さよならまでの三週間/C・J・ボックス(ハヤカワミステリ文庫)

「沈黙の森」に始まるワイオミング州の猟区管理官ジョー・ピケットものも決して悪い出来ではなかったが、シリーズ外の「ブルー・ヘブン」がエドガー賞に輝いたことで箔がついたか、C・J・ボックスという作家に改めて注目が集まっているようだ。そしてその勢いは、新作『さよならまでの三週間』でますます拍車がかかるに違いない。念願叶い、生後間もない養子を迎えて幸福な日々を送る夫婦の前途に、突如として暗雲がわきあがってくるのが物語の幕開き。

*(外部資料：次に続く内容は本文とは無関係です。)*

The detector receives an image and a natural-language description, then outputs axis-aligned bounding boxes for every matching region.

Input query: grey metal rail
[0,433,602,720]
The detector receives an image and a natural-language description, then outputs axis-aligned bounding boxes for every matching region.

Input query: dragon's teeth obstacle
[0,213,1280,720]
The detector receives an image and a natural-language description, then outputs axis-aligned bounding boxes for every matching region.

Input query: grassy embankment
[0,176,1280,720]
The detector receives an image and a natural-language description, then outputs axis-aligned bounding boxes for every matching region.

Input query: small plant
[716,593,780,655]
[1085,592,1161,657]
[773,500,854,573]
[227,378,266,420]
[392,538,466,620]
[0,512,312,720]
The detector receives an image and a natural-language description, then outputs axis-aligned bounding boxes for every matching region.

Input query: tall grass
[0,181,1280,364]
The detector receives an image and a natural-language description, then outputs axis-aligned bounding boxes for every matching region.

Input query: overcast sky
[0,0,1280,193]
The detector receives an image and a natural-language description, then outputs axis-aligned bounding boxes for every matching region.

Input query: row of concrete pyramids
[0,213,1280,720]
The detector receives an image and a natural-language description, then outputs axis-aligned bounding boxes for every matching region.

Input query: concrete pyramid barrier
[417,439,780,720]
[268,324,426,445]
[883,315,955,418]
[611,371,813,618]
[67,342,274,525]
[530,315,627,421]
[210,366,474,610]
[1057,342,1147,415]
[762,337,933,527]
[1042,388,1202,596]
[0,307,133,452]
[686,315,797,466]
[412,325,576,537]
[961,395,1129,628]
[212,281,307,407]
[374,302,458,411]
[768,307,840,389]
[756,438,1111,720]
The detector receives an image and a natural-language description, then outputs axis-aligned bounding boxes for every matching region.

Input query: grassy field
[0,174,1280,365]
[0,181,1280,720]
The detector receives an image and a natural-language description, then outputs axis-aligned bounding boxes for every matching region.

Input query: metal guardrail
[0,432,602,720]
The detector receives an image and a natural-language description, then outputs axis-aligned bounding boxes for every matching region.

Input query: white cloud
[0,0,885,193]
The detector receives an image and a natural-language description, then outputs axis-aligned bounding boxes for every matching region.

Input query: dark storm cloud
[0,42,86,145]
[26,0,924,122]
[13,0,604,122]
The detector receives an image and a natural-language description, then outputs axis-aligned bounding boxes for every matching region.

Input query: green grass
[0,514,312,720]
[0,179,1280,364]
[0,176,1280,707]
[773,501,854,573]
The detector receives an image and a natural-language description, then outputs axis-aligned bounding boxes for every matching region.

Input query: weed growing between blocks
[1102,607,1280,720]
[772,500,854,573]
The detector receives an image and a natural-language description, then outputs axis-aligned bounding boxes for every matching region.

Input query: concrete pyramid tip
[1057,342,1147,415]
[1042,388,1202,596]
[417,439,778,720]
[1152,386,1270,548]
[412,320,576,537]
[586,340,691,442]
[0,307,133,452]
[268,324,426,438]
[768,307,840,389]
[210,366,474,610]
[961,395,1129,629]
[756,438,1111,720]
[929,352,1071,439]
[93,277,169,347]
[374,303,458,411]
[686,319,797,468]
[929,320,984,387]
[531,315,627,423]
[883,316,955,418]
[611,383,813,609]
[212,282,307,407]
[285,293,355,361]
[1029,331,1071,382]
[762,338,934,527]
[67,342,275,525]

その原因は、一度は実父が放棄した親権をなぜかその家族が主張し、子どもを返せと言い始めたからで、妻と幼い娘を守る責任と使命が、主人公ジャックの肩に重くのしかかってくる。そんな主人公の行動に焦点を絞っていくところは、男の矜持に拘り続けた故ロバート・B・パーカーを思い起こさせるが、パーカーほど確信犯的なところは見当たらず、むしろ葛藤に身もだえする主人公の迷う姿を描くことに力を注いでいるところがこの作家の持ち味だろう。実父の父親が連邦判事だったりするなど、やや作り過ぎのところもあるが、ヒューマニズムと拮抗しつつも、猶予された三週間というタイムリミットのサスペンスが終盤まで途切れず、物語を引き締めているところがいい。